You can find the code here:

https://github.com/dlang-bots/dlang-bot

February 09, 2017
On Thursday, 9 February 2017 at 19:58:57 UTC, Seb wrote:
> We gave this a try a couple of months ago with Facebook's mention-bot:
>
> Example: https://github.com/dlang/phobos/pull/4318#issuecomment-241817191
> Repo: https://github.com/dlang-bots/mention-bot
>
> Eventually I disabled it because people complained about the added noise.

It's great that you gave this a go.  Seriously, people considered one small informative post in the PR to be "added noise"? :-(

Out of curiosity: is it typical that it would not post until some way into the discussion (as in that example)?  I could see why it would be irritating if it popped up once discussion and review had already started happening.

Assuming that the bot can be relied on to be 'first responder' to any PR, I'm happy to try to draft an alternative text for it to post (and maybe also look at what texts it can link to).
February 09, 2017
On Thursday, 9 February 2017 at 19:53:37 UTC, Walter Bright wrote:
> There's a lot going on needing attention, and sometimes a bit of championing is needed by their proponents.

Yes, but it could be good to examine what can be done to more pro-actively look at open PRs that have had no recent follow-up.  It's not really going to work that well if attention gets given substantially on the basis of who's most eagerly seeking it.

People like that metaphor "It's the squeaky wheel that gets the grease", but as a first aid trainer once pointed out to me, the quieter patient may be the one more in need of immediate attention.

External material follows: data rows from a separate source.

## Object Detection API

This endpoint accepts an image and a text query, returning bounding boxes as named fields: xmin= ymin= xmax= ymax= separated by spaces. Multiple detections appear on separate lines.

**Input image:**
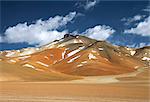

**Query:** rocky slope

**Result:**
xmin=0 ymin=34 xmax=150 ymax=80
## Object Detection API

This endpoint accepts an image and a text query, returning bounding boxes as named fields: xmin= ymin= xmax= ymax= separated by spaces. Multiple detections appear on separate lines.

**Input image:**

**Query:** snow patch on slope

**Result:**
xmin=67 ymin=55 xmax=81 ymax=63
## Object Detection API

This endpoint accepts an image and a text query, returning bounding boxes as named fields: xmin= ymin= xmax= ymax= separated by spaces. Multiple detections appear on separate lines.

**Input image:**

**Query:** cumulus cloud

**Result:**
xmin=75 ymin=0 xmax=100 ymax=10
xmin=121 ymin=15 xmax=146 ymax=25
xmin=84 ymin=0 xmax=99 ymax=10
xmin=0 ymin=12 xmax=77 ymax=45
xmin=124 ymin=16 xmax=150 ymax=36
xmin=81 ymin=25 xmax=115 ymax=40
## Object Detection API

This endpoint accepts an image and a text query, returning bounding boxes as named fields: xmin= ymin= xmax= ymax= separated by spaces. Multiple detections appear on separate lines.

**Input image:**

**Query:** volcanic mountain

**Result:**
xmin=0 ymin=34 xmax=150 ymax=81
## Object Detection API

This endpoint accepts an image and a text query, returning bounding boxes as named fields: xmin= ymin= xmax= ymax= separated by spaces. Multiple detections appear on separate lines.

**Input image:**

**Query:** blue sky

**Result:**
xmin=0 ymin=0 xmax=150 ymax=50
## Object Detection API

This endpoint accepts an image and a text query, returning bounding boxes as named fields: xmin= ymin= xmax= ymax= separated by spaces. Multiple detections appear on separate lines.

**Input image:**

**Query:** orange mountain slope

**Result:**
xmin=0 ymin=35 xmax=146 ymax=81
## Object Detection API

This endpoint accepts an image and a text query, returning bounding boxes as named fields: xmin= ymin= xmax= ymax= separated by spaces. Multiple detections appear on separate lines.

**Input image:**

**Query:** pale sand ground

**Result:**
xmin=0 ymin=82 xmax=149 ymax=102
xmin=0 ymin=69 xmax=150 ymax=102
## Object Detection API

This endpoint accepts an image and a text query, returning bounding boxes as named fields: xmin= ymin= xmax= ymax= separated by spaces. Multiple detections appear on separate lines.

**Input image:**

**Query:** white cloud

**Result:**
xmin=81 ymin=25 xmax=115 ymax=40
xmin=124 ymin=16 xmax=150 ymax=36
xmin=84 ymin=0 xmax=99 ymax=10
xmin=121 ymin=15 xmax=146 ymax=25
xmin=0 ymin=12 xmax=76 ymax=45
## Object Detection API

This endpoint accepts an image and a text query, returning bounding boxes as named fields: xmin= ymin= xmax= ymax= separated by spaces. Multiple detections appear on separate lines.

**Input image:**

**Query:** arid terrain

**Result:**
xmin=0 ymin=34 xmax=150 ymax=102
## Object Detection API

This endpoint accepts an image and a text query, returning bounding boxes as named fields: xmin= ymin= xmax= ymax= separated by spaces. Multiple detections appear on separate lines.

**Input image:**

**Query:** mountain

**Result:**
xmin=0 ymin=34 xmax=150 ymax=81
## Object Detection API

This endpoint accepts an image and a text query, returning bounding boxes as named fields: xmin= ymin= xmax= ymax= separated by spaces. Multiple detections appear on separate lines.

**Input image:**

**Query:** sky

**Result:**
xmin=0 ymin=0 xmax=150 ymax=50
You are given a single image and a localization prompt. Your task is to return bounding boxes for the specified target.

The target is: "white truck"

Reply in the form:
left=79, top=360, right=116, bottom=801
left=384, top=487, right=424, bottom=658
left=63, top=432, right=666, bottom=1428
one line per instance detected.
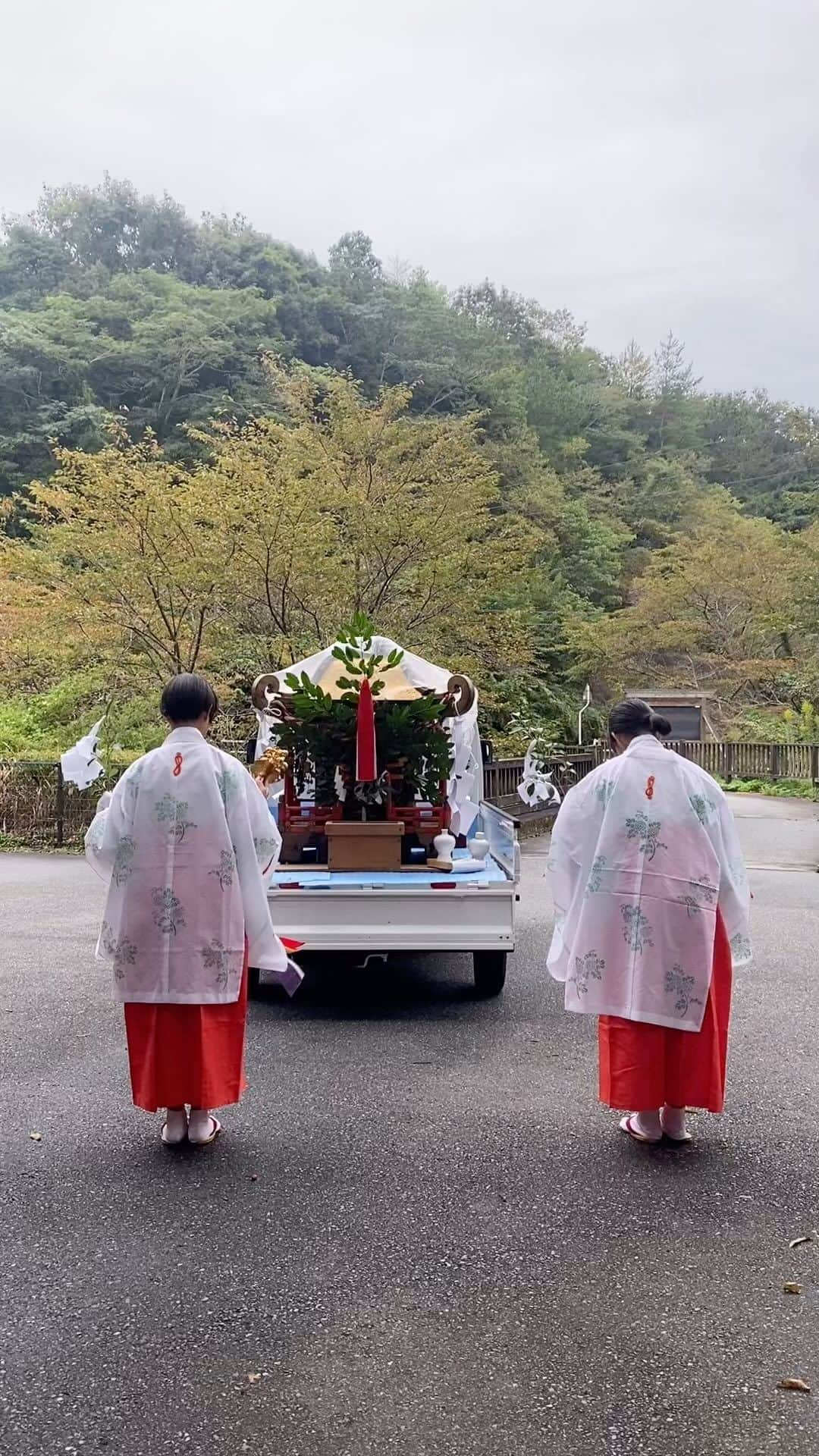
left=259, top=804, right=520, bottom=996
left=244, top=636, right=520, bottom=996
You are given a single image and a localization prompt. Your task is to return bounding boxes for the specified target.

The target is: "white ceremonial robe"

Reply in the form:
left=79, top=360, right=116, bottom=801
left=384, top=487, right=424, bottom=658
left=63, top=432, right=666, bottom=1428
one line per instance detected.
left=548, top=734, right=751, bottom=1031
left=86, top=728, right=290, bottom=1005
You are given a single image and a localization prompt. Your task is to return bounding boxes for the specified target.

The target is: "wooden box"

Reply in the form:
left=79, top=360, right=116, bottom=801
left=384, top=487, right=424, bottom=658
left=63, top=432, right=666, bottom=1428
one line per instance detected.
left=325, top=820, right=403, bottom=869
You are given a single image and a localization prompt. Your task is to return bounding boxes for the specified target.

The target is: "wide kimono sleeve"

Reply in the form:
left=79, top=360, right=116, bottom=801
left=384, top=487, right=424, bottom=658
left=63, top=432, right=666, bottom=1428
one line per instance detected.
left=86, top=764, right=136, bottom=883
left=698, top=783, right=751, bottom=965
left=223, top=760, right=302, bottom=994
left=547, top=783, right=599, bottom=981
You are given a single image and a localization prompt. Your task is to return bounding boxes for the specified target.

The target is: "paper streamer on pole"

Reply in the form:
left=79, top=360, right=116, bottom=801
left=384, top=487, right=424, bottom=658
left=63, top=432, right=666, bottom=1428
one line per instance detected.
left=517, top=742, right=560, bottom=805
left=60, top=715, right=105, bottom=789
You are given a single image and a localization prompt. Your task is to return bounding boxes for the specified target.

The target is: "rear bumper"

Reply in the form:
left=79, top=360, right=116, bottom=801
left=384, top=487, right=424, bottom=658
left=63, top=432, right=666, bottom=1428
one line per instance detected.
left=268, top=885, right=514, bottom=952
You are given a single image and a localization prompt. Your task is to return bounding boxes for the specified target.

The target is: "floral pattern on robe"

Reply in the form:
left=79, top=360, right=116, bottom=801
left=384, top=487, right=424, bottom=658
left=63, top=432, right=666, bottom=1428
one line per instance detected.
left=548, top=734, right=751, bottom=1031
left=86, top=728, right=299, bottom=1005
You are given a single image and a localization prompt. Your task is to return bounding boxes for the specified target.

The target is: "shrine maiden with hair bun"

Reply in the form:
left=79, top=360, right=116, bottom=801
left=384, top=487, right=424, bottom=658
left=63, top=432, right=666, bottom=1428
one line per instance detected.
left=86, top=673, right=302, bottom=1143
left=548, top=699, right=751, bottom=1143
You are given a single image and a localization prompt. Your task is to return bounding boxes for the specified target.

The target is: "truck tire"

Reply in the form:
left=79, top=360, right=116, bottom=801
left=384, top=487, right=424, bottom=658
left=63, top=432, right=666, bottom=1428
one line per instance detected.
left=472, top=951, right=507, bottom=996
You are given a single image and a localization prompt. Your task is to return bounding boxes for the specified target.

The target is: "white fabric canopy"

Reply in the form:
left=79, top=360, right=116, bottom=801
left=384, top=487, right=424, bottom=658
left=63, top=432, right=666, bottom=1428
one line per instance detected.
left=548, top=734, right=751, bottom=1031
left=86, top=728, right=300, bottom=1005
left=256, top=636, right=484, bottom=834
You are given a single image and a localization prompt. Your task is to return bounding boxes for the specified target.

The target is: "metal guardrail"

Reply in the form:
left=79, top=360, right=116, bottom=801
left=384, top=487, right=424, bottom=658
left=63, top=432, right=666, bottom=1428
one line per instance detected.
left=0, top=742, right=819, bottom=849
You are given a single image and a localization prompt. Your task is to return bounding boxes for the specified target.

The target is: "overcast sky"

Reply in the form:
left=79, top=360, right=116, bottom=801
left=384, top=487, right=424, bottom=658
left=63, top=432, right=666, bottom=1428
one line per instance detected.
left=0, top=0, right=819, bottom=405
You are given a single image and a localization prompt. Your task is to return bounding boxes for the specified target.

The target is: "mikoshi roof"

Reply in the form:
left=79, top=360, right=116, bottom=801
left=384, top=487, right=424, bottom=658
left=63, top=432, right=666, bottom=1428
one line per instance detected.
left=275, top=636, right=469, bottom=701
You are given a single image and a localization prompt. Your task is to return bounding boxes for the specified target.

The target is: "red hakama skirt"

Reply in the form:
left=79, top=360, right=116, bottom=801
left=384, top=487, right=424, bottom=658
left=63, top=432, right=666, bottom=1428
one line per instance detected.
left=125, top=946, right=248, bottom=1112
left=598, top=910, right=732, bottom=1112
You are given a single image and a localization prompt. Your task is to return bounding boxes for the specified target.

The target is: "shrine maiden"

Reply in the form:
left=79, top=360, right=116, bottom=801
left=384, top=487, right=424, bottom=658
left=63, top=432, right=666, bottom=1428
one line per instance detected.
left=86, top=673, right=300, bottom=1143
left=548, top=701, right=751, bottom=1143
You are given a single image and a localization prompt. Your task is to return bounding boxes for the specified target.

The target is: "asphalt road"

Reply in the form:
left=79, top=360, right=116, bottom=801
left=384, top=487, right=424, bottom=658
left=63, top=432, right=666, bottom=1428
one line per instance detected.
left=0, top=799, right=819, bottom=1456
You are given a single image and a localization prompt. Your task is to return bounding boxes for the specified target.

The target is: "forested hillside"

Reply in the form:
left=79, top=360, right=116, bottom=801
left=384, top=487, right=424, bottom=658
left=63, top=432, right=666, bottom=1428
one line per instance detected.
left=0, top=179, right=819, bottom=752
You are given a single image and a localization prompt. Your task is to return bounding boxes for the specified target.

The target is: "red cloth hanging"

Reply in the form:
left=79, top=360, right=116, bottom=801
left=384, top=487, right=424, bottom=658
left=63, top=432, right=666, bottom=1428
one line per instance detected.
left=356, top=677, right=378, bottom=783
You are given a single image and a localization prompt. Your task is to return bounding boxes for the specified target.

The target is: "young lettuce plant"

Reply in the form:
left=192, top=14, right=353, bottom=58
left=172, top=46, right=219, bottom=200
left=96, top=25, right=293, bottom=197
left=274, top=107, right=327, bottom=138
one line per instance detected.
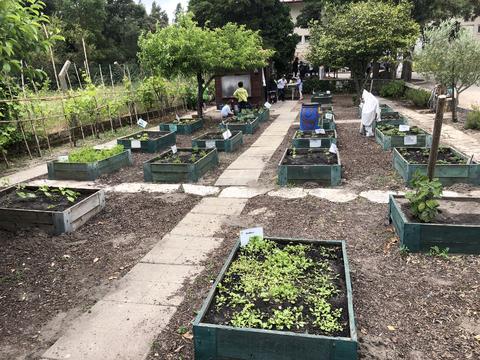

> Also, please keep in mind that the smaller and more focussed a PR is, the more likely it'll have a quick resolution.

Unfortunately my current one is large with good reason.  But I think you'll find I also provided very detailed commit messages to explain and justify all my changes ;-)
February 09, 2017
On 2/9/2017 12:29 PM, Joseph Rushton Wakeling wrote:
> Yes, but it could be good to examine what can be done to more pro-actively look
> at open PRs that have had no recent follow-up.

*Anyone* in this community can step up and do that.

February 09, 2017
Dne 9.2.2017 v 21:43 Walter Bright via Digitalmars-d-announce napsal(a):

> On 2/9/2017 12:29 PM, Joseph Rushton Wakeling wrote:
>> Yes, but it could be good to examine what can be done to more pro-actively look
>> at open PRs that have had no recent follow-up.
>
> *Anyone* in this community can step up and do that.
This obviously does not work :(

February 09, 2017
On Thursday, 9 February 2017 at 16:48:16 UTC, Joseph Rushton Wakeling wrote:
> which is that after some initial interest and feedback, the PR just got left alone with no decision to accept or reject it, and no indication of why.

This is why I only contribute to Phobos to be quite honest.

I count ten active reviewers with pull rights on Phobos.

The other repos,

tools: one
dmd: three
druntime: three
dlang.org: two
February 09, 2017
On Thursday, 9 February 2017 at 20:43:00 UTC, Walter Bright wrote:
> *Anyone* in this community can step up and do that.

Anyone can make observations and proposals, but not everyone has the authority to effect change.

I appreciate how frustrating it must be to have people saying, 'Hey, do this!  Do that!' without necessarily volunteering their own efforts in support, but organizational improvements so very often fail unless they are eagerly pursued at a leadership level.